Département de Génie Electrique, Laboratoire Scribens, Ecole Polytechnique de Montréal, Station Centre-Ville, Montréal QC, Canada H3C 3A7.
Hum Mov Sci. 2009 Oct;28(5):588-601. doi: 10.1016/j.humov.2009.01.005. Epub 2009 Mar 27.
The variability observed in handwriting patterns is analyzed from the perspective of integrating the resulting motor control knowledge in the design of more powerful handwriting recognizers in personal digital assistants (PDAs) and smartphones. Using the highest representational level of the Kinematic Theory of Rapid Human Movement, the Sigma-Lognormal model, this article reports basic theoretical and practical results that could be taken into account in the design of such systems. The main movement variability introduced by the neuromuscular system (NMS) and induced through the scheduling of motor tasks by the central nervous system (CNS) is divided into global and local fluctuations. From a fiducial action plan decoded by this model, a wide range of handwriting distortions are artificially generated by acting on the Sigma-Lognormal parameters. The resulting patterns are studied to understand scale changes and rotational deformations, the two basic features that a recognizer has to take into account. An experiment based on the writing of the same word by six writers is also reported. The results, obtained by an ANOVA analysis, corroborate the predictions and support the relevance of the Kinematic Theory for the analysis and synthesis of handwriting disruptions. These findings consolidate the results of previous studies on single strokes using the Sigma-Lognormal model. Overall, this report provides new insights into our understanding of motor control, as well as into practical cues for the development of huge databases of letters and words to train and test on-line handwriting classifiers and recognizers.
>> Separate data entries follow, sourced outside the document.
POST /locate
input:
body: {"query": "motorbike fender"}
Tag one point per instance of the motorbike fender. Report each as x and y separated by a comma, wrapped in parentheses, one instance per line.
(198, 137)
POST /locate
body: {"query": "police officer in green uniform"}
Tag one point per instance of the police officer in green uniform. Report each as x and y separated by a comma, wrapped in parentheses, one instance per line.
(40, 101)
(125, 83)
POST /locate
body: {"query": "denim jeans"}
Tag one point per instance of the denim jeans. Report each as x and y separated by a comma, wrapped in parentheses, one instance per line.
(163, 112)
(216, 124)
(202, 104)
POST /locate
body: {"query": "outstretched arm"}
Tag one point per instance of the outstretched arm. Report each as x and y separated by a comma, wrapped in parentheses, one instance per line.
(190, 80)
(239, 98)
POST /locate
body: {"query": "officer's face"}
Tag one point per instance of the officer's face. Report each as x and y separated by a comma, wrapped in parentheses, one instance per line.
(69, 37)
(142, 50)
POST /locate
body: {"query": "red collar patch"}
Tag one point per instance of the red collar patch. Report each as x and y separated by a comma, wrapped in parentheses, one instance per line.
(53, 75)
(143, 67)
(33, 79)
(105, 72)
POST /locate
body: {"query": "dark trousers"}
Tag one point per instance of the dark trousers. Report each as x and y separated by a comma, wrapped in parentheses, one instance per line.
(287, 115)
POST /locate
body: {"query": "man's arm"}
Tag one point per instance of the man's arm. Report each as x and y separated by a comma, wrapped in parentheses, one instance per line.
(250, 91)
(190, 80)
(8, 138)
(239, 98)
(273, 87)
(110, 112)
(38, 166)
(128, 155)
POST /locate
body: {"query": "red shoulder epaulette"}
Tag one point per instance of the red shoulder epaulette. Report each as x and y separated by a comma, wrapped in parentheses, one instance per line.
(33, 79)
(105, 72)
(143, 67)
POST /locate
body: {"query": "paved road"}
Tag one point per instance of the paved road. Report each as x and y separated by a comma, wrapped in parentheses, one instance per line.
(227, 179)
从将所得运动控制知识整合到个人数字助理 (PDA) 和智能手机中的更强大手写识别器设计的角度分析手写模式的可变性。本文使用快速人类运动运动学理论的最高表示水平,即 Sigma-Lognormal 模型,报告了基本的理论和实践结果,这些结果可在设计此类系统时考虑。由神经系统(NMS)引入并通过中枢神经系统(CNS)调度运动任务引起的主要运动可变性分为全局和局部波动。从该模型解码的基准动作计划出发,通过作用于 Sigma-Lognormal 参数,可以人为地生成广泛的手写扭曲。研究所得的模式,以了解规模变化和旋转变形,这是识别器必须考虑的两个基本特征。还报告了基于六位作者书写同一单词的实验。通过方差分析获得的结果证实了预测,并支持运动学理论对手写干扰的分析和综合的相关性。这些发现巩固了以前使用 Sigma-Lognormal 模型对单个笔划进行的研究的结果。总体而言,本报告为我们对手动控制的理解提供了新的见解,以及对手写识别器和识别器的在线训练和测试的字母和单词的庞大数据库的开发的实用线索。